Discussion:
IYHO: fastest way to copy a multi-million rows table?
(too old to reply)
Tester
2009-11-10 20:11:16 UTC
Permalink
Bypassing the disk.

Something like a batch select into dest_db..dest_table from
src_db..src_table or insert select.
Anything that does not involve excessive logging and storing bcp output on
disk.
Leonid Gvirtz
2009-11-11 10:46:19 UTC
Permalink
Post by Tester
Bypassing the disk.
Something like a batch select into dest_db..dest_table from
src_db..src_table or insert select.
Anything that does not involve excessive logging and storing bcp output on
disk.
Hi

Assuming that you need to move the data between different dataservers,
you can use CIS for this purpose. Create a proxy table in the
destination database that points to your source table in the source
dataserver. Then, you will be able to run SELECT INTO statement into a
new table in the destination dataserver from the proxy table with
minimal logging.
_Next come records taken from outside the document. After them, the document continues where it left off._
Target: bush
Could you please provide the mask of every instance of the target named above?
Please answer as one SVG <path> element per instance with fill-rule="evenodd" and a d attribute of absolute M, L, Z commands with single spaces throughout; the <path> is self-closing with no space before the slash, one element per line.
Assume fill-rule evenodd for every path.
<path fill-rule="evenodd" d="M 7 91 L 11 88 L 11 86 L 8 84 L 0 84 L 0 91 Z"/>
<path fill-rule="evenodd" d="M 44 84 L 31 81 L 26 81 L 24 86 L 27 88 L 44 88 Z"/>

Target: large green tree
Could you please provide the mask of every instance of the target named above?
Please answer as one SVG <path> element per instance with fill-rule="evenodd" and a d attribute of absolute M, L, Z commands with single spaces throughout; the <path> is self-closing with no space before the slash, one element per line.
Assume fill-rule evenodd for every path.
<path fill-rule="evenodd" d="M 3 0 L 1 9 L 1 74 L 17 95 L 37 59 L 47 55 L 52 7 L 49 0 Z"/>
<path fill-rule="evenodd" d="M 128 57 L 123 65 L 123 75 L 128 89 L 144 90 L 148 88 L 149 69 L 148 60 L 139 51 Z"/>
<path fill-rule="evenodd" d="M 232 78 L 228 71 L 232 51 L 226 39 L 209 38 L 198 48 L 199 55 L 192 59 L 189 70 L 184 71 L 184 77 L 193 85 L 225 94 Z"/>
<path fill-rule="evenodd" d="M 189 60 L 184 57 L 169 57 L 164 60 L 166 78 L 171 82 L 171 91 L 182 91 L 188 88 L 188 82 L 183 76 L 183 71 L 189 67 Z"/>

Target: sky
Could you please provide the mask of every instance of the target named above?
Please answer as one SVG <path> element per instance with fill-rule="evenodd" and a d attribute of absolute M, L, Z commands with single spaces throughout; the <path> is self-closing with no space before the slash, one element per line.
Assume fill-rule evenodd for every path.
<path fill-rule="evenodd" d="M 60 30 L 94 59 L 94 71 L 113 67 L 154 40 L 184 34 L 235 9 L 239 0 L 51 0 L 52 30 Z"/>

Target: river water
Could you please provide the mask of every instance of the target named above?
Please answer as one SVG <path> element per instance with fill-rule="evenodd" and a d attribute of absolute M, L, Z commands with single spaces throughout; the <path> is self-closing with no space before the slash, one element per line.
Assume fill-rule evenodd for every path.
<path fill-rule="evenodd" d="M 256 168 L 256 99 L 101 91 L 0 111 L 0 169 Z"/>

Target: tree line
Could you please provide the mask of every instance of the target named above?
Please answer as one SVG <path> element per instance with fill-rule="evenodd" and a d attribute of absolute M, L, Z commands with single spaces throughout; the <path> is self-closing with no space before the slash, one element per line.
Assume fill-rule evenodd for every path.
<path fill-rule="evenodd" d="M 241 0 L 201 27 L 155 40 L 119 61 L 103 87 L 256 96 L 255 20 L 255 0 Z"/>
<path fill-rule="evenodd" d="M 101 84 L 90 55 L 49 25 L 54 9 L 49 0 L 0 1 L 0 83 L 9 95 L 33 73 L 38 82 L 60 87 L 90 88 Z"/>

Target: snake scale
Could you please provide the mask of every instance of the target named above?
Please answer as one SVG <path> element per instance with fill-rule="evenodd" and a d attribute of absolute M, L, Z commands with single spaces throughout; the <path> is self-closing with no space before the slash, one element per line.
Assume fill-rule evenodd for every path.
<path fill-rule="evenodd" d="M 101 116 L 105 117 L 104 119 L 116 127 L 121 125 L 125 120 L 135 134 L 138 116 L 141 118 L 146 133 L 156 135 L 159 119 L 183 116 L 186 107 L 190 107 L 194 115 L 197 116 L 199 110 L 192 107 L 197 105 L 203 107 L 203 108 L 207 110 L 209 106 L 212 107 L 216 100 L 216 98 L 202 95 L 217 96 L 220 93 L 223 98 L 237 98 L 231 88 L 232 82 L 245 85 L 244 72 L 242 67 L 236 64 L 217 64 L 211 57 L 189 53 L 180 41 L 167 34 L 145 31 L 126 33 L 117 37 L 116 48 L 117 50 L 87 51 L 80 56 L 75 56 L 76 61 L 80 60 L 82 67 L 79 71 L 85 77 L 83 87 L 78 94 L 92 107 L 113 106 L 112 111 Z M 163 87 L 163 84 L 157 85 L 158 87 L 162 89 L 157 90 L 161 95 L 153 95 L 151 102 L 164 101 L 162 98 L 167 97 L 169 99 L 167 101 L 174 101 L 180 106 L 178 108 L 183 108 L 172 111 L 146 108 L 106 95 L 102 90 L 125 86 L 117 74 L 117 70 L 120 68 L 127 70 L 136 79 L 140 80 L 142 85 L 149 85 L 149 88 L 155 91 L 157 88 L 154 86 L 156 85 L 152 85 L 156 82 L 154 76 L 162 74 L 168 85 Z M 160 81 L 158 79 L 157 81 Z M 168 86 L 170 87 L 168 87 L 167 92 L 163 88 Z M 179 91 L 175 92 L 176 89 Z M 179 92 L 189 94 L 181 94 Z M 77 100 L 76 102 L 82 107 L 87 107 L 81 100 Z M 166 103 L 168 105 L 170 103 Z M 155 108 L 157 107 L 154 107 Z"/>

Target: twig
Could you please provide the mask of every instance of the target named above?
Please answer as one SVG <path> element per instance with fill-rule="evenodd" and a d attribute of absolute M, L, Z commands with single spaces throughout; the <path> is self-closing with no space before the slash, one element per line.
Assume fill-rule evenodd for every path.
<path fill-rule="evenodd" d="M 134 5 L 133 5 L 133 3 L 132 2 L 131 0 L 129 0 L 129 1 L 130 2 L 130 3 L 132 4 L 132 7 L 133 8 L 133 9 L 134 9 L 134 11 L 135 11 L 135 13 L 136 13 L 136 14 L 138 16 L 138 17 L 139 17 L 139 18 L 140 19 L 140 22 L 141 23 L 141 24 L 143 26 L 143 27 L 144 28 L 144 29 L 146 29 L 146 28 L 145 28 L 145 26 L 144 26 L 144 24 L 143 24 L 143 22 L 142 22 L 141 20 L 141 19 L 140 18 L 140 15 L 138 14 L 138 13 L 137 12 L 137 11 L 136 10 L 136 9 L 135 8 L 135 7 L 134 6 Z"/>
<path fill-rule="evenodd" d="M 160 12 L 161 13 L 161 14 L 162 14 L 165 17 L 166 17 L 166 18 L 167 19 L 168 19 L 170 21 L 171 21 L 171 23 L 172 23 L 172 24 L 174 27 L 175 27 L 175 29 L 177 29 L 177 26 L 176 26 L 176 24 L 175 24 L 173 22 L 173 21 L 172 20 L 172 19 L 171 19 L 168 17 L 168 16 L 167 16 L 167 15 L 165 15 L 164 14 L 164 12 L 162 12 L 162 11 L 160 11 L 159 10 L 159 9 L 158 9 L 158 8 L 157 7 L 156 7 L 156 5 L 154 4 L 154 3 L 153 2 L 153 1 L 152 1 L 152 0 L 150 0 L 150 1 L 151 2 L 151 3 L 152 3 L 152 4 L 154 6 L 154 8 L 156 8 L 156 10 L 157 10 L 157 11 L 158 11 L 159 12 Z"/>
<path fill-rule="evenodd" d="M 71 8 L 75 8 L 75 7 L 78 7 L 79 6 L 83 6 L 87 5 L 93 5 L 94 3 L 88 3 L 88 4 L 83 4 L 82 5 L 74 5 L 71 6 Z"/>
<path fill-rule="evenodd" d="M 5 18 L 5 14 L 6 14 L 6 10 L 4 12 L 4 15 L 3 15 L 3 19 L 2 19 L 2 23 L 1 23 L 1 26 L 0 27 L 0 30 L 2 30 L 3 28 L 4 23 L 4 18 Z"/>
You may want to tune some CIS-related parameters on
source and destination dataservers for better performance, such as
"cis packet size", "cis bulk insert array size", "cis cursor rows"
etc.

Hope it helps
Leonid Gvirtz
http://www.gvirtz-consulting.com
Axel
2009-11-18 00:45:54 UTC
Permalink
SELECT INTO does look like the fastest method.
But in our case, for instance, we have a table with approx. 150M rows. While
SELECT INTO took roughly 3 hours, it's the subsequent build of clustered
index that times out.

Is there a way to boost that, maybe run something in parallel? Partitioning
this table is not an open option at this time, since we are prohibited to
change the model by the vendor.
Post by Tester
Bypassing the disk.
Something like a batch select into dest_db..dest_table from
src_db..src_table or insert select.
Anything that does not involve excessive logging and storing bcp output on
disk.
Hi

Assuming that you need to move the data between different dataservers,
you can use CIS for this purpose. Create a proxy table in the
destination database that points to your source table in the source
dataserver. Then, you will be able to run SELECT INTO statement into a
new table in the destination dataserver from the proxy table with
minimal logging. You may want to tune some CIS-related parameters on
source and destination dataservers for better performance, such as
"cis packet size", "cis bulk insert array size", "cis cursor rows"
etc.

Hope it helps
Leonid Gvirtz
http://www.gvirtz-consulting.com
Leonid Gvirtz
2009-11-18 20:00:25 UTC
Permalink
Hi Axel

Did you try WITH SORTED_DATA option for creation of your clustered
index? If not - then it may be the way. Add ORDER BY clause according
to the clustered index fields to your SELECT INTO statement. Then, you
will be able to skip the data copying during the clustered index
creation by using WITH SORTED_DATA option since the data in the
resulting table is already sorted. See this link for more details:
http://infocenter.sybase.com/help/topic/com.sybase.infocenter.dc36272.1502/html/commands/X58868.htm#X24774

Hope it helps
Leonid Gvirtz
http://www.gvirtz-consulting.com
Post by Axel
SELECT INTO does look like the fastest method.
But in our case, for instance, we have a table with approx. 150M rows. While
SELECT INTO took roughly 3 hours, it's the subsequent build of clustered
index that times out.
Is there a way to boost that, maybe run something in parallel? Partitioning
this table is not an open option at this time, since we are prohibited to
change the model by the vendor.
Post by Tester
Bypassing the disk.
Something like a batch select into dest_db..dest_table from
src_db..src_table or insert select.
Anything that does not involve excessive logging and storing bcp output on
disk.
Hi
Assuming that you need to move the data between different dataservers,
you can use CIS for this purpose. Create a proxy table in the
destination database that points to your source table in the source
dataserver. Then, you will be able to run SELECT INTO statement into a
new table in the destination dataserver from the proxy table with
minimal logging. You may want to tune some CIS-related parameters on
source and destination dataservers for better performance, such as
"cis packet size", "cis bulk insert array size", "cis cursor rows"
etc.
Hope it helps
Leonid Gvirtzhttp://www.gvirtz-consulting.com
Axel
2009-11-18 22:02:50 UTC
Permalink
That's what I was thinking exactly, however, this seem to completely fill
the logsegment in tempdb unless we make it the size of this enormous table
we got. This happens during the SELECT INTO FROM src_table ORDER BY step.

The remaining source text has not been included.